2692 Olav Sandstaa	2008-06-06
      Fix to one of the memory alignment issues in Bug#36745 falcon crash on solaris
            
      The problem was a memory alignment issue in SymbolManager.cpp that caused 
      a crash when running in 64 bit mode on Solaris on SPARC. Fixed this 
      by ensuring the symbol objects are allocated at 8 byte boundaries
      when compiling for 64 bit systems.
[7 Jun 2008 18:09] Olav Sandstå
Here is the call stack for the second BUS (invalid address alignment) error:

t@1 (l@1) signal BUS (invalid address alignment) in DeferredIndex::addNode at line 196 in file "DeferredIndex.cpp"
  196                           leaf->nodes[leaf->count++] = node;
(dbx) where
current thread: t@1
=>[1] DeferredIndex::addNode(this = 0x10122cde8, indexKey = 0xffffffff7fffa6c8, recordNumber = 0), line 196 in "DeferredIndex.cpp"
  [2] Index::insert(this = 0x10121fa60, key = 0xffffffff7fffa6c8, recordNumber = 0, transaction = 0x101228810), line 212 in "Index.cpp"
  [3] Index::insert(this = 0x10121fa60, record = 0x10495b000, transaction = 0x101228810), line 206 in "Index.cpp"
  [4] Table::insertIndexes(this = 0x1011b9f60, transaction = 0x101228810, record = 0x10495b000), line 1218 in "Table.cpp"
  [5] Table::insert(this = 0x1011b9f60, transaction = 0x101228810, count = 8, fieldVector = 0x10121d760, values = 0x10121d510), line 358 in "Table.cpp"
  [6] NInsert::evalStatement(this = 0x10122c320, statement = 0x10121cfc8), line 143 in "NInsert.cpp"
  [7] Nfs::Statement::start(this = 0x10121cfc8, node = 0x10122c320), line 487 in "Statement.cpp"
  [8] PreparedStatement::executeUpdate(this = 0x10121cfc8), line 86 in "PreparedStatement.cpp"
  [9] Table::save(this = 0x1011b9f60), line 258 in "Table.cpp"
  [10] Database::createDatabase(this = 0x10101be20, filename = 0xffffffff7fffdf98 "falcon_master.fts"), line 658 in "Database.cpp"
  [11] Connection::createDatabase(this = 0x10121b3c0, dbName = 0x10121b0f4 "FALCON_MASTER", fileName = 0x10121b124 "falcon_master.fts", account = 0x100afc26c "mysql", password = 0x100afc272 "mysql", threads = 0x10121b150), line 1066 in "Connection.cpp"
  [12] StorageDatabase::createDatabase(this = 0x10121af88), line 158 in "StorageDatabase.cpp"
  [13] StorageHandler::initialize(this = 0x10101b2d8), line 996 in "StorageHandler.cpp"
  [14] StorageInterface::falcon_init(p = 0x101c396e0), line 207 in "ha_falcon.cpp"
  [15] ha_initialize_handlerton(plugin = 0x101c32b08), line 428 in "handler.cc"
  [16] plugin_initialize(plugin = 0x101c32b08), line 1011 in "sql_plugin.cc"
  [17] plugin_init(argc = 0x100d9eb98, argv = 0x10141e7d8, flags = 2), line 1217 in "sql_plugin.cc"
  [18] init_server_components(), line 3975 in "mysqld.cc"
  [19] main(argc = 9, argv = 0xffffffff7ffff198), line 4407 in "mysqld.cc"
[8 Jun 2008 6:53] Bugs System
A patch for this bug has been committed.
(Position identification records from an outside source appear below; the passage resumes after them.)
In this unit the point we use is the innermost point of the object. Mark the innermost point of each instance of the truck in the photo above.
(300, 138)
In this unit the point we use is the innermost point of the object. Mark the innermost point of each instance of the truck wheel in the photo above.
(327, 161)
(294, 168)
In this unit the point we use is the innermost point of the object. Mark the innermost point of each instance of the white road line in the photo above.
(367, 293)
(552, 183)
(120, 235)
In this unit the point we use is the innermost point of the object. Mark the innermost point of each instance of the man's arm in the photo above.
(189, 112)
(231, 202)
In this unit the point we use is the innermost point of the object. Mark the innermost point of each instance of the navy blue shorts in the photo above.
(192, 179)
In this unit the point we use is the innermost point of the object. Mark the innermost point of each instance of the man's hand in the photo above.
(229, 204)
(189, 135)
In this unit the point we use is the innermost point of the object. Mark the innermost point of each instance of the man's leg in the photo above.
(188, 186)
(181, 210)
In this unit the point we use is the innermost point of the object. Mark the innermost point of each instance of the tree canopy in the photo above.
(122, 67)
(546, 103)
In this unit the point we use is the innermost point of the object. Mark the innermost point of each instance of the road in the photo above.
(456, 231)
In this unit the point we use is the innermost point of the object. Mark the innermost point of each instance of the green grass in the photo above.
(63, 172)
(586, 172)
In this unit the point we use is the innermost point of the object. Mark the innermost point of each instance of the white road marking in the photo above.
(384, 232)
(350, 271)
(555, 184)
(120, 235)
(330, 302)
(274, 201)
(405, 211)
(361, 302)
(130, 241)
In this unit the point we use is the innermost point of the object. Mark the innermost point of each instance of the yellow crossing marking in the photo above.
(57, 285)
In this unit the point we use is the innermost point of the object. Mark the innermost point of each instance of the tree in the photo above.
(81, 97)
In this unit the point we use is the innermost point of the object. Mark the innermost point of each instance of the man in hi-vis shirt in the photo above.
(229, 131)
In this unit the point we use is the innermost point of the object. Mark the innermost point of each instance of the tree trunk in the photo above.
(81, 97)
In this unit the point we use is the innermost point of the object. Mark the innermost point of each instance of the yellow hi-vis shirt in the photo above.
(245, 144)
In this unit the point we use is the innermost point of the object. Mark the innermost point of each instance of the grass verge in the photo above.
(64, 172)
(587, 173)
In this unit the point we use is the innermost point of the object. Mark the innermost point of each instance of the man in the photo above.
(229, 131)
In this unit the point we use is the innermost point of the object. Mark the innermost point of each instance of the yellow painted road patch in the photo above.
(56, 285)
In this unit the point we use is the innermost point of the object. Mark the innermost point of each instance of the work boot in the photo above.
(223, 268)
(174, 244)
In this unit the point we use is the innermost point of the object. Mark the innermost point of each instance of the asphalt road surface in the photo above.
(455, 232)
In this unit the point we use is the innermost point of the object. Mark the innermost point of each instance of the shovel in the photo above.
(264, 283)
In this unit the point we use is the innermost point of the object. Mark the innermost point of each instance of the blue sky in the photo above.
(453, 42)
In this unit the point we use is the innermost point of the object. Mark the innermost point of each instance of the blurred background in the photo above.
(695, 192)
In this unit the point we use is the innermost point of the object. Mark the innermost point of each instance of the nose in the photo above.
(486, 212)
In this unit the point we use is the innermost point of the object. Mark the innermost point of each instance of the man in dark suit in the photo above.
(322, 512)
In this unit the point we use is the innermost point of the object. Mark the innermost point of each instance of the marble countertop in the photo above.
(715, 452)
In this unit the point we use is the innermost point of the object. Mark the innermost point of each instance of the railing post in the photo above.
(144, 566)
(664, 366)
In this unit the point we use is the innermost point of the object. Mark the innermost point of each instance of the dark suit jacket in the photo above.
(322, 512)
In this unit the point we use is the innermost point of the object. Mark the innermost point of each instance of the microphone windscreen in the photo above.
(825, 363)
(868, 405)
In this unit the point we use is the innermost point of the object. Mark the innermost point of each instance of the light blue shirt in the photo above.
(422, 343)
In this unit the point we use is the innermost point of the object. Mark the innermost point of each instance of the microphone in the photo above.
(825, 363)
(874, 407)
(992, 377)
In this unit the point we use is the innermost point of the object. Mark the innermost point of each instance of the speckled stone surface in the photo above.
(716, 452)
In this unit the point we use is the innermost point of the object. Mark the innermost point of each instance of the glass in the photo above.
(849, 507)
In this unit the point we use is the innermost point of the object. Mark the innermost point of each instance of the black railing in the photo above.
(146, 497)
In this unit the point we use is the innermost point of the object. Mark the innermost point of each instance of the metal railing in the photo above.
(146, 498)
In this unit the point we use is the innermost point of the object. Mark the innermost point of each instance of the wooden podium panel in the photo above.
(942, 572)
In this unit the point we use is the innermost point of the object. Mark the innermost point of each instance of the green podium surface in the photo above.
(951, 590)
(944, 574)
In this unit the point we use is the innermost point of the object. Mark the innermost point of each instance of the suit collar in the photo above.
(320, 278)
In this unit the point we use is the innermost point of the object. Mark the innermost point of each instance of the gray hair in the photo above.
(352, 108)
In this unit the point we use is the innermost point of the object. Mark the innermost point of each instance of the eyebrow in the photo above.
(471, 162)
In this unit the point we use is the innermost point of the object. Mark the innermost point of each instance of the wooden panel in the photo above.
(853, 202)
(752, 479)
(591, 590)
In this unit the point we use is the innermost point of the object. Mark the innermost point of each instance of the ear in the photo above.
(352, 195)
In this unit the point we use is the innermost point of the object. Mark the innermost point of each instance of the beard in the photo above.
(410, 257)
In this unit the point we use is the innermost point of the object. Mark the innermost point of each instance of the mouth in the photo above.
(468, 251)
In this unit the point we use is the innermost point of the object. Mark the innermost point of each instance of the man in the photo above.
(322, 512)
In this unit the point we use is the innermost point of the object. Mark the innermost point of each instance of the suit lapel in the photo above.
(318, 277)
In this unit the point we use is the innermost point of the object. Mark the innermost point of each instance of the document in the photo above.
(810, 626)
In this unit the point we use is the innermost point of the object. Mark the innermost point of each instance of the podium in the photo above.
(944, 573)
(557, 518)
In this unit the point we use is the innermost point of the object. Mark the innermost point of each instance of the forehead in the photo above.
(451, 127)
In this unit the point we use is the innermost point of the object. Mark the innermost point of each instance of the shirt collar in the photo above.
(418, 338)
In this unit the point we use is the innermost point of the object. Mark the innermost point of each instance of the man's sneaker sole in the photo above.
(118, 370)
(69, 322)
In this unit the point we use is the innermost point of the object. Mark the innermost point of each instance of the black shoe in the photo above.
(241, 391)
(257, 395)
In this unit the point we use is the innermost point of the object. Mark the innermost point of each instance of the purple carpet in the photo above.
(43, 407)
After review, it may
be pushed to the relevant source trees for release in the next
version. You can access the patch from:

  http://lists.mysql.com/commits/47579

2694 Olav Sandstaa	2008-06-08
      Fix to the second of the memory alignment issues in Bug#36745 falcon crash on solaris
      
      The problem that caused crashes on SPARC running in 64 bit mode was due a memory aligment issue
      when "nodes" were allocated in the DeferredIndex::initialSpace. Memory is allocated in the
      initialSpace starting from the end of the memory area. Since the end of the initialSpace was not
      aligned on an address boundary this resulted in that memory allocated from it was not aligned and thus
      crashed on Solaris when running in 64 bit mot on SPARC. Fixed this by ensuring that the size
      of the initialSpace is "8 byte memory aligned" (increased the size of it from 500 bytes to 512 bytes).
[30 Sep 2008 19:31] Jon Stephens
Documented in the 6.0.6 changelog as follows:

        mysql_install_db from a Falcon-enabled build crashed on Solaris/SPARC.